Paul worked hard (Acts 20:35). He was able to speak of his hard work to the Thessalonian church (2 Thessalonians 3:7-8). He could say, “For you remember, brothers, our labor and toil: we worked night and day, that we might not be a burden to any of you, while we proclaimed to you the gospel of God” (1 Thessalonians 2:9). Nobody could accuse Paul of being a loafer.

We’re called to what Matthew Kruse calls “gospel hustle.”

I also hope you’re teachable. Paul’s words to Timothy apply to who pastor: “Do not neglect the gift you have, which was given you by prophecy when the council of elders laid their hands on you. Practice these things, immerse yourself in them, so that all may see your progress.” (1 Timothy 4:14-15). I hope that you’re refining your skills, studying the Word, and learning carefully from those ahead of you. Keep learning from every possible source.

So that I’m not misunderstood: work hard, and continue to grow. Learn what you can, and be diligent in your ministry.

Having said that, I want to give you permission to ignore the gurus.

The Glut of Gurus

A cottage industry of experts has developed to help you learn how to pastor better. Some of their material is really good. And the quantity of material increases every day, especially in this time of self-isolation.

You could spend every minute signing up for free videos, introductory courses, and programs with money-back guarantees. Some of them may help you. But all of these programs come at a cost.

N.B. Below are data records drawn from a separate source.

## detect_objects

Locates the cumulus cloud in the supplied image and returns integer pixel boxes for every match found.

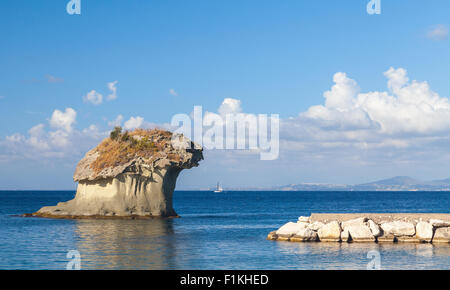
[108,115,123,127]
[281,68,450,154]
[218,98,242,116]
[45,75,64,83]
[123,116,144,130]
[427,24,449,40]
[106,81,117,101]
[0,108,107,161]
[83,81,118,105]
[83,90,103,105]
[169,89,178,97]
[50,108,77,132]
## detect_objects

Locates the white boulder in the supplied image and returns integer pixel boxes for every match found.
[430,219,450,228]
[381,221,416,237]
[367,220,381,237]
[433,227,450,243]
[298,216,310,223]
[416,222,433,243]
[317,221,341,242]
[275,222,306,236]
[308,222,325,231]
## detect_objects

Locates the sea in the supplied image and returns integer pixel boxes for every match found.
[0,191,450,270]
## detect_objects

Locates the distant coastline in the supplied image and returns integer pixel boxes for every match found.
[0,176,450,194]
[218,176,450,192]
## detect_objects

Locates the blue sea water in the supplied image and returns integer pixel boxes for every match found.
[0,191,450,269]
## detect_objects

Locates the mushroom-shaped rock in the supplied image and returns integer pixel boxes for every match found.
[33,129,203,218]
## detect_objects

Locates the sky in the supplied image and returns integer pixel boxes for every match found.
[0,0,450,190]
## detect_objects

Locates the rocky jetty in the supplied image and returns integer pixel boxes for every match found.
[32,127,203,218]
[267,214,450,244]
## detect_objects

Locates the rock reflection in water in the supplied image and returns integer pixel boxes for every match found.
[276,242,450,269]
[75,219,176,269]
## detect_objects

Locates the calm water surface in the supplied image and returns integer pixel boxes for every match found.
[0,191,450,269]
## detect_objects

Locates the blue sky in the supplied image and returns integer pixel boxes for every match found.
[0,0,450,189]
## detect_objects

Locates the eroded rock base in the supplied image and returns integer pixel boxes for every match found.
[267,213,450,244]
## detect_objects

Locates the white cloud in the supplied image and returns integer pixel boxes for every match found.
[427,24,449,40]
[83,81,118,105]
[106,81,117,101]
[218,98,242,116]
[50,108,77,132]
[45,75,64,83]
[281,68,450,154]
[0,108,108,162]
[83,90,103,105]
[169,89,178,97]
[108,115,123,127]
[124,116,144,130]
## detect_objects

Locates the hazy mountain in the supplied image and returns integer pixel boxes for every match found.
[256,176,450,191]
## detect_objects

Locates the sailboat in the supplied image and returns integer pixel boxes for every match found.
[214,182,223,192]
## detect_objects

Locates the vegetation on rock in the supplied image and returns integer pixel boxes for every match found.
[90,127,181,174]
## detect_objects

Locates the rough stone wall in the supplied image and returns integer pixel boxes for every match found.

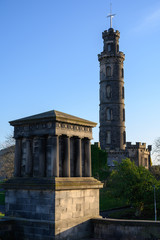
[92,219,160,240]
[55,189,99,240]
[5,189,55,240]
[5,189,55,221]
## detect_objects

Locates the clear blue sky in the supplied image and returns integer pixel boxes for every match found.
[0,0,160,161]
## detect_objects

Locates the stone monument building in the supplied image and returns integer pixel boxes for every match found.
[4,111,103,240]
[98,22,151,168]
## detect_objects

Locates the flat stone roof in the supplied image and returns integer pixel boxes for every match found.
[9,110,97,127]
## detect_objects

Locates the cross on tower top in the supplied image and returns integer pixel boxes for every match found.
[107,4,116,28]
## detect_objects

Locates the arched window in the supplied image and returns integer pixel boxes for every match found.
[106,131,111,144]
[106,66,111,77]
[106,85,112,98]
[121,68,124,78]
[123,109,125,121]
[122,87,124,99]
[123,131,126,144]
[106,108,113,121]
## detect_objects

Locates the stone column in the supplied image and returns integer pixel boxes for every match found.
[75,138,82,177]
[25,138,33,177]
[85,139,91,177]
[51,136,59,177]
[39,137,46,177]
[14,138,22,177]
[62,136,70,177]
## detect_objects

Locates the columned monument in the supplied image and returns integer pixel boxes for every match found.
[4,111,102,240]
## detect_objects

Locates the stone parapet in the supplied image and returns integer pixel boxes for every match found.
[3,177,103,240]
[92,219,160,240]
[1,177,103,191]
[126,142,152,152]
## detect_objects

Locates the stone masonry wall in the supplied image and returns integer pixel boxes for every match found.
[55,189,99,240]
[92,219,160,240]
[5,190,55,221]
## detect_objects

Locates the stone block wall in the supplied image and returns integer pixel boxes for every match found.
[4,177,103,240]
[92,219,160,240]
[5,189,55,221]
[55,189,99,240]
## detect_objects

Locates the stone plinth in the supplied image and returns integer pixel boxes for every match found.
[4,177,103,240]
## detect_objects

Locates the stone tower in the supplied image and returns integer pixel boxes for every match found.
[98,28,126,150]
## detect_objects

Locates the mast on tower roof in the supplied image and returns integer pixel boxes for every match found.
[107,3,116,28]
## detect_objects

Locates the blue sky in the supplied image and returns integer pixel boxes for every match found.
[0,0,160,161]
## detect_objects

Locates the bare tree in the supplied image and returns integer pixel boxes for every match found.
[153,137,160,165]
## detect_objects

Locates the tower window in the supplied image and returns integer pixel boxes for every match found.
[107,44,111,52]
[121,68,124,78]
[106,108,113,121]
[123,109,125,121]
[117,44,119,52]
[106,85,112,98]
[122,87,124,99]
[123,131,126,144]
[106,66,111,77]
[106,131,111,144]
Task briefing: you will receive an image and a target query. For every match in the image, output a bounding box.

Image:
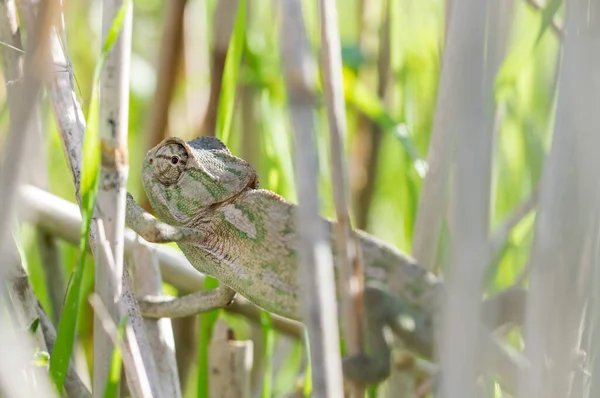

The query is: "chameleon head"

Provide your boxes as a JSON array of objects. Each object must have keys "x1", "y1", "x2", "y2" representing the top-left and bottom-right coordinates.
[{"x1": 142, "y1": 137, "x2": 258, "y2": 225}]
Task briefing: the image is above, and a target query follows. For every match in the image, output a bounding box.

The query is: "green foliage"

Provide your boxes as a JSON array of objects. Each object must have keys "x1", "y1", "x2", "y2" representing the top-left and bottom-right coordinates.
[
  {"x1": 197, "y1": 277, "x2": 221, "y2": 397},
  {"x1": 11, "y1": 0, "x2": 564, "y2": 397},
  {"x1": 50, "y1": 0, "x2": 131, "y2": 391},
  {"x1": 216, "y1": 0, "x2": 246, "y2": 144}
]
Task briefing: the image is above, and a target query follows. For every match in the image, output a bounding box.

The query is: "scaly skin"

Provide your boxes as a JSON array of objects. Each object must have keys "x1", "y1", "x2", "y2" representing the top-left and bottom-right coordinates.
[{"x1": 134, "y1": 137, "x2": 441, "y2": 384}]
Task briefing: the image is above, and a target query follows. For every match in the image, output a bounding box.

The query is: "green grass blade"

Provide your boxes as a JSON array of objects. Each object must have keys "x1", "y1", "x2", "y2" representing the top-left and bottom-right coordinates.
[
  {"x1": 197, "y1": 0, "x2": 246, "y2": 397},
  {"x1": 260, "y1": 310, "x2": 275, "y2": 398},
  {"x1": 196, "y1": 276, "x2": 221, "y2": 397},
  {"x1": 104, "y1": 316, "x2": 129, "y2": 398},
  {"x1": 50, "y1": 0, "x2": 131, "y2": 391},
  {"x1": 535, "y1": 0, "x2": 562, "y2": 46},
  {"x1": 343, "y1": 67, "x2": 423, "y2": 166},
  {"x1": 216, "y1": 0, "x2": 246, "y2": 144}
]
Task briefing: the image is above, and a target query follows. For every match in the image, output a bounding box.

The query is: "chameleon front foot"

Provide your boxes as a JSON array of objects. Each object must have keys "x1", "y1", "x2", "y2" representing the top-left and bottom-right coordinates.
[
  {"x1": 342, "y1": 354, "x2": 390, "y2": 386},
  {"x1": 138, "y1": 286, "x2": 235, "y2": 318}
]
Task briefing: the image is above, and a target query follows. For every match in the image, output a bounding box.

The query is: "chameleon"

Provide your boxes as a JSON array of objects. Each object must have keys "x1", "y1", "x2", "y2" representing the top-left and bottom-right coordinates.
[{"x1": 126, "y1": 136, "x2": 524, "y2": 385}]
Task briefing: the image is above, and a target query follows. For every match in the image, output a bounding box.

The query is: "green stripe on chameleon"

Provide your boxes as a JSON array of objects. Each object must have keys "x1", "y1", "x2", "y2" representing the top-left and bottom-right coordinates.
[
  {"x1": 260, "y1": 263, "x2": 277, "y2": 272},
  {"x1": 234, "y1": 203, "x2": 256, "y2": 222},
  {"x1": 225, "y1": 167, "x2": 245, "y2": 178},
  {"x1": 217, "y1": 211, "x2": 265, "y2": 242},
  {"x1": 279, "y1": 224, "x2": 294, "y2": 235},
  {"x1": 186, "y1": 167, "x2": 226, "y2": 201}
]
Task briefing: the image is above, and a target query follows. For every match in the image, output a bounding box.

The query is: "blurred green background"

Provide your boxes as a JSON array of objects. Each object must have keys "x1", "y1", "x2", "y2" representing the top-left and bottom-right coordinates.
[{"x1": 0, "y1": 0, "x2": 560, "y2": 396}]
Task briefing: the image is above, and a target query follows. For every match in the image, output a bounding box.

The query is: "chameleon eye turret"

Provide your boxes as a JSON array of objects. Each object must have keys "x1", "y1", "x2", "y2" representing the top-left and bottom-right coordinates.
[{"x1": 148, "y1": 142, "x2": 188, "y2": 185}]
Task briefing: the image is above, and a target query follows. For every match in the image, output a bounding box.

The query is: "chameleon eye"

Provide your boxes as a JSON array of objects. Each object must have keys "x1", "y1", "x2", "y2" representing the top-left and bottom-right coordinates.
[{"x1": 151, "y1": 143, "x2": 188, "y2": 185}]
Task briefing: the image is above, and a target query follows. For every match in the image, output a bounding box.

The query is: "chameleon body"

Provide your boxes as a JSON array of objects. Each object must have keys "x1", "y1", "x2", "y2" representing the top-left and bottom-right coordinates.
[{"x1": 128, "y1": 137, "x2": 439, "y2": 384}]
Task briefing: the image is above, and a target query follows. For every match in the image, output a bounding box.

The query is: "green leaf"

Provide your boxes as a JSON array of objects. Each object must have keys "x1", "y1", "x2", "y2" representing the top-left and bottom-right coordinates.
[
  {"x1": 260, "y1": 310, "x2": 275, "y2": 398},
  {"x1": 343, "y1": 67, "x2": 425, "y2": 169},
  {"x1": 29, "y1": 318, "x2": 40, "y2": 334},
  {"x1": 50, "y1": 0, "x2": 131, "y2": 392},
  {"x1": 216, "y1": 0, "x2": 246, "y2": 144},
  {"x1": 104, "y1": 315, "x2": 129, "y2": 398},
  {"x1": 33, "y1": 351, "x2": 50, "y2": 367},
  {"x1": 196, "y1": 276, "x2": 221, "y2": 397}
]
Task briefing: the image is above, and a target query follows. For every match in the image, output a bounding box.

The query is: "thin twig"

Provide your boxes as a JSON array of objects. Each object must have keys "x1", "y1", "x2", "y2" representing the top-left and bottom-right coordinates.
[
  {"x1": 19, "y1": 186, "x2": 303, "y2": 338},
  {"x1": 280, "y1": 0, "x2": 343, "y2": 398},
  {"x1": 200, "y1": 0, "x2": 238, "y2": 135},
  {"x1": 438, "y1": 0, "x2": 493, "y2": 398},
  {"x1": 318, "y1": 0, "x2": 365, "y2": 398},
  {"x1": 94, "y1": 0, "x2": 133, "y2": 394},
  {"x1": 129, "y1": 244, "x2": 181, "y2": 398},
  {"x1": 0, "y1": 0, "x2": 56, "y2": 397},
  {"x1": 147, "y1": 0, "x2": 187, "y2": 148},
  {"x1": 89, "y1": 293, "x2": 153, "y2": 397},
  {"x1": 525, "y1": 0, "x2": 564, "y2": 40},
  {"x1": 350, "y1": 0, "x2": 392, "y2": 230},
  {"x1": 94, "y1": 219, "x2": 160, "y2": 397},
  {"x1": 517, "y1": 0, "x2": 600, "y2": 398},
  {"x1": 489, "y1": 187, "x2": 539, "y2": 258}
]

If we’re not careful we’ll develop a sense of FOMOOG: fear of missing out on gurus. Yes, I know that’s bad. But it’s true. We may labor under the sense that we’re not quite the leaders we should be unless we take another course and watch another video.

Take advantage of the gurus when you’d like, but don’t even try to keep up, because you can’t, and trying may end up distracting you from the work that God has called you to do. Shepherd the flock that’s among you.

My Advice

Here’s my advice. I’m not a guru, so you should feel even more free to ignore me if you want. Notice that my advice comes in a list, which I’m told is a guru-like thing to give.

  1. Keep working hard. When you’re working hard, you have less time for distractions.
  2. Focus on what’s hidden. “My people’s greatest need is my personal holiness,” said Robert Murray M’Cheyne. Let’s commit to growing in holiness and prayer, not just in our performance.
  3. Cut out some of the noise. Unsubscribe from blogs and social media that distract you or make you feel more pressured unless they provide real value to you.
  4. Create a plan for your own growth. Figure out where you need to grow, and include areas that we often tend to forget: prayer, godliness, theology, and growth in your ability to handle the Word. Don’t ignore leadership, but counterbalance our overemphasis on this one area. Search out the best resources (including people who could mentor you, and books by dead guys) that will help you grow in these other areas.
  5. While you work hard and continue to grow, be okay with what God has called you to be and do. Do the work before you faithfully, and don’t worry about all the noise.

You don’t need it from me, but you have permission to ignore the gurus. You’ll feel a lot better if you do.